The PCAOB found that during three different audits, the firm and Weinstein committed multiple violations, including failing to obtain sufficient audit evidence, exercise due professional care and professional skepticism, and resolve inconsistencies with respect to related party transactions, intangible assets and cash balances.
"To protect investors, the PCAOB will not hesitate to take enforcement action against auditors who fail to perform audits in accordance with PCAOB rules and standards," PCAOB chair Erica Williams said in a statement.
The firm also failed to establish, implement and monitor adequate quality control policies and procedures to ensure firm personnel would comply with professional standards. Weinstein, as the firm's owner, directly and substantially contributed to the violations.
"This case highlights the PCAOB's continued commitment to hold auditors accountable for failures to approach their audits with due professional care and professional skepticism, particularly when the failures involve multiple audits and inconsistent audit evidence," Robert Rice, director of the PCAOB's Division of Enforcement and Investigations, said in a statement.
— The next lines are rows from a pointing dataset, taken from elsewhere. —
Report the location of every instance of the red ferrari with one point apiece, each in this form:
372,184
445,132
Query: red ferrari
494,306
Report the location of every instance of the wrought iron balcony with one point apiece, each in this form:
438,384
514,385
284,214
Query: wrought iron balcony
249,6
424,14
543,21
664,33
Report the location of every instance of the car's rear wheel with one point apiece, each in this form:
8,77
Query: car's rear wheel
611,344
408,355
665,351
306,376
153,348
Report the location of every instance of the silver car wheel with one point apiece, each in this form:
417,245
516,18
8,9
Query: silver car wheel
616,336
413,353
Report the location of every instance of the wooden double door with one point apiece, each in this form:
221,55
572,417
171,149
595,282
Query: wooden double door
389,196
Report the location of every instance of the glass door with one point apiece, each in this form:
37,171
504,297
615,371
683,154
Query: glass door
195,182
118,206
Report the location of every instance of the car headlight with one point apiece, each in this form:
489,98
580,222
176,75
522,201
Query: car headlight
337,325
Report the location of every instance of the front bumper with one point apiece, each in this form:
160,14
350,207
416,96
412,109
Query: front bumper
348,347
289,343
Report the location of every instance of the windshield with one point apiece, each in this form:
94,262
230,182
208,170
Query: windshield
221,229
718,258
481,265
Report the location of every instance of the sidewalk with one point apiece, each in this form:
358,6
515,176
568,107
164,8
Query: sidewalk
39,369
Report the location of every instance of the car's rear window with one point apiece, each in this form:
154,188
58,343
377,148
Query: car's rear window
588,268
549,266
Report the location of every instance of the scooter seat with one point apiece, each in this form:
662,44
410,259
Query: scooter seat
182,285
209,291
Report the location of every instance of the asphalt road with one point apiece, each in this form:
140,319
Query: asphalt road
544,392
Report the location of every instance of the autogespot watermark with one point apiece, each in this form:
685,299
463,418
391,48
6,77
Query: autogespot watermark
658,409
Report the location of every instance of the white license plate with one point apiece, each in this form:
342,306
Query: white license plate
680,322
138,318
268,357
The sanction is the latest in a long line of increased enforcement efforts by the PCAOB, including
Without admitting or denying the findings, the firm and Weinstein consented to the disciplinary order, which:
- Censures them;
- Bars Weinstein from being an associated person of a registered public accounting firm, with a right to petition to re-associate after three years;
- Revokes the firm's registration, with a right to apply to re-register after three years; and,
- Requires the firm to review and certify its quality control policies prior to submitting any future registration application.
The PCAOB would have imposed a joint and civil money penalty of $75,000 but did not do so after considering the firm and Weinstein's financial resources.